Machine Learning on Big Data: Lessons Learned from Google Projects
Harvard CS264 2011 Guest Lecture Series
“Massively Parallel Computing” Course (http://www.cs264.org)
Speaker: Max Lin (Google Research)
Host: Nicolas Pinto (Harvard, MIT)
Date: 3-29-2011
Time: 7:35 PM
Location: Harvard Maxwell Dworkin G125 (http://j.mp/eCgV66)
Abstract:
Machine learning researchers and practitioners develop computer algorithms that “improve performance automatically through experience”. At Gogole, machine learning is applied to solve many problems, such as prioritizing emails in Gmail, recommending tags for YouTube videos, and identifying different aspects from online user reviews. Machine learning on big data, however, is challenging. Some “simple” machine learning algorithms with quadratic time complexity,
while running fine with hundreds of records, are almost impractical to use on billions of records.

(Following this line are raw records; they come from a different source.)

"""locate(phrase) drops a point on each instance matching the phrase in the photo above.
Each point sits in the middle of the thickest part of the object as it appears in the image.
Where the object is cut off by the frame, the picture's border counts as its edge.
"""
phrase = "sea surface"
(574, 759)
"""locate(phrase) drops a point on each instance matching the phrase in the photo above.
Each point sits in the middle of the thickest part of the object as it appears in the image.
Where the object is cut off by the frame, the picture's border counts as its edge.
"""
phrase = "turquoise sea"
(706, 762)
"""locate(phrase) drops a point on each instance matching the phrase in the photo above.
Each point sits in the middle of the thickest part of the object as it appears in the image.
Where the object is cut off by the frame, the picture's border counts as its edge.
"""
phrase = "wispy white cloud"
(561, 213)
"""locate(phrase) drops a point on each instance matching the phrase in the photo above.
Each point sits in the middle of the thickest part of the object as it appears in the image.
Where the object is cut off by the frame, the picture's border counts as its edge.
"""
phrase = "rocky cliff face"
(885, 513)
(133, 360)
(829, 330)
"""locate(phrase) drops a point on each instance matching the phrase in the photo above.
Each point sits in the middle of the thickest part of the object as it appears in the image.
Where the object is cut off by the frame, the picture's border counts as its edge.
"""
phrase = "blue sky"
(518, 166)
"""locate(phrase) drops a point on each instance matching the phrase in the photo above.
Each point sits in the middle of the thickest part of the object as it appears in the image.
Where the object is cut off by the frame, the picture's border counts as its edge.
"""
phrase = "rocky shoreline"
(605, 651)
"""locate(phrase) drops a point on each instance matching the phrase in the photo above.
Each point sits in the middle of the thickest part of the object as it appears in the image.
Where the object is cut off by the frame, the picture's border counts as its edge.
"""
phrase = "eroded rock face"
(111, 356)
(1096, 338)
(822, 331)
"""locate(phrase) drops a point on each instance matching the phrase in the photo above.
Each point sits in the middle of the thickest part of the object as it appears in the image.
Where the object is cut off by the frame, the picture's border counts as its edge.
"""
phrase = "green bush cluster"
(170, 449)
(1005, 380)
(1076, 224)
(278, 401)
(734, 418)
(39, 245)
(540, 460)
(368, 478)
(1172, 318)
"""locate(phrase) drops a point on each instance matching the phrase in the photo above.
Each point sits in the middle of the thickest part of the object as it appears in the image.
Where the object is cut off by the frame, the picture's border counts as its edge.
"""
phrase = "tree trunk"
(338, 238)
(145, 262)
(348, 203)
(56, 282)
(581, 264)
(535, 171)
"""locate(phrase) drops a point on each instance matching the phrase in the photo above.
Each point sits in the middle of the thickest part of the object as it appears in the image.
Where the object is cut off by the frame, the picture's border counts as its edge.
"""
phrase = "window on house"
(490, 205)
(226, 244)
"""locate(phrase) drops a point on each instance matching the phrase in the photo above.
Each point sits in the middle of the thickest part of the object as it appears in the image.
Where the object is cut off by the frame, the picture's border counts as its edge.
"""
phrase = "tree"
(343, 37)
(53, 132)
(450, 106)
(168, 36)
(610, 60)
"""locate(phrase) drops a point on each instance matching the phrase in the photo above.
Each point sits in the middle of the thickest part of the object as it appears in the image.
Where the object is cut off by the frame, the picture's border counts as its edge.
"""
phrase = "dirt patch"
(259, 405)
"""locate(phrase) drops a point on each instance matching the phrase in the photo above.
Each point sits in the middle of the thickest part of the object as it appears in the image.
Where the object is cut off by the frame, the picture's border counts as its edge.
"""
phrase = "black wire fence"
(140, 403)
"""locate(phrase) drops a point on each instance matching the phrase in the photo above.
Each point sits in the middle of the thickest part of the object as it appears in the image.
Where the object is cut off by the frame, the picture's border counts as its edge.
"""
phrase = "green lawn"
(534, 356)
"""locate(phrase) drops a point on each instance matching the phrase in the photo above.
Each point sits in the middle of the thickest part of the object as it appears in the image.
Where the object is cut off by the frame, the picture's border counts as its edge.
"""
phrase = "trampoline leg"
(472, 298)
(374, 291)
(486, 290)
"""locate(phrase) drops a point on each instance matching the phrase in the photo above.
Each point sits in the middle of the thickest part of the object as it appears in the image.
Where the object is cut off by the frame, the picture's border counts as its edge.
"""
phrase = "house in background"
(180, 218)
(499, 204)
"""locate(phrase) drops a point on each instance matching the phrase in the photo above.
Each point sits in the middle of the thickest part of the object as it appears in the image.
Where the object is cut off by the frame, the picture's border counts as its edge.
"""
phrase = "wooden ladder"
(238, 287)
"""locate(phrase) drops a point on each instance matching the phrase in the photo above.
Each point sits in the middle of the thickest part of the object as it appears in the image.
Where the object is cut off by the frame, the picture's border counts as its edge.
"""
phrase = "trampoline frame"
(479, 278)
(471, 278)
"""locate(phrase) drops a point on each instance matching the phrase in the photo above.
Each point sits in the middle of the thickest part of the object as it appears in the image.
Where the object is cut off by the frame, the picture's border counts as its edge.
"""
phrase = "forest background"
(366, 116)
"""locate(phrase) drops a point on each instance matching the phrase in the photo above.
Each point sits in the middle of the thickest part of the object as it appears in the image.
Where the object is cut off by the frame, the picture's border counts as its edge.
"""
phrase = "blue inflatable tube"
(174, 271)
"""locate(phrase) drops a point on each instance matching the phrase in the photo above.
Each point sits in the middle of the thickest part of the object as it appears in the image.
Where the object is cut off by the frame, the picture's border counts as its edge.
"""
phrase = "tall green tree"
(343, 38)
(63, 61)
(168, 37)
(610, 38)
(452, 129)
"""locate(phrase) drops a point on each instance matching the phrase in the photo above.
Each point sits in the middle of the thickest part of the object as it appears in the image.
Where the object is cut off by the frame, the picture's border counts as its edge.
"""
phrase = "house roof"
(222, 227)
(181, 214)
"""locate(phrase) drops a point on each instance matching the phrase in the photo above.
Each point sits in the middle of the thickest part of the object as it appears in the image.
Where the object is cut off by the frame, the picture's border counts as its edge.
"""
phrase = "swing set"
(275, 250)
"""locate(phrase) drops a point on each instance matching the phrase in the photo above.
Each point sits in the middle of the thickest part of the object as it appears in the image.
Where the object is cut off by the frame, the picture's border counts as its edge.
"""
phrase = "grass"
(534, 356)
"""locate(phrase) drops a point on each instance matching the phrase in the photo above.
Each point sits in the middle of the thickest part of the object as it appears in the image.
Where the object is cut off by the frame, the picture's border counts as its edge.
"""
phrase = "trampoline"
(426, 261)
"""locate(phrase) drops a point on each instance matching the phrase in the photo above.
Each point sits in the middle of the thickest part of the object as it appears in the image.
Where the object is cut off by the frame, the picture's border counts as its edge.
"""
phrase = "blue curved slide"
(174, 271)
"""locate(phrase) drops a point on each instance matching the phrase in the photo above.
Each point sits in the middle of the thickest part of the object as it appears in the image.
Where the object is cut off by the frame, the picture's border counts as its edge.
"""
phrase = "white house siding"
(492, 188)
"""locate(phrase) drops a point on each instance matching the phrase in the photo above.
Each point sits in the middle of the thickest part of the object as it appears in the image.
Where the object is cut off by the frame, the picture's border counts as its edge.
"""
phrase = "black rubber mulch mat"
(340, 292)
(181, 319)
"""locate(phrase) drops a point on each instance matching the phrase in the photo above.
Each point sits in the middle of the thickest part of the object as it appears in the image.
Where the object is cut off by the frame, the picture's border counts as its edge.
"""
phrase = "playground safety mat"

In this talk, I will describe lessons drawn from various Google projects on developing large scale machine learning systems. These systems build on top of Google’s computing infrastructure such as GFS and MapReduce, and attack the scalability problem through massively
parallel algorithms. I will present the design decisions made in these systems, strategies of scaling and speeding up machine learning systems on web scale data.
Speaker biography:
Max Lin is a software engineer with Google Research in New York City office. He is the tech lead of the Google Prediction API, a machine learning web service in the cloud. Prior to Google, he published research work on video content analysis, sentiment analysis, machine
learning, and cross-lingual information retrieval. He had a PhD in Computer Science from Carnegie Mellon University.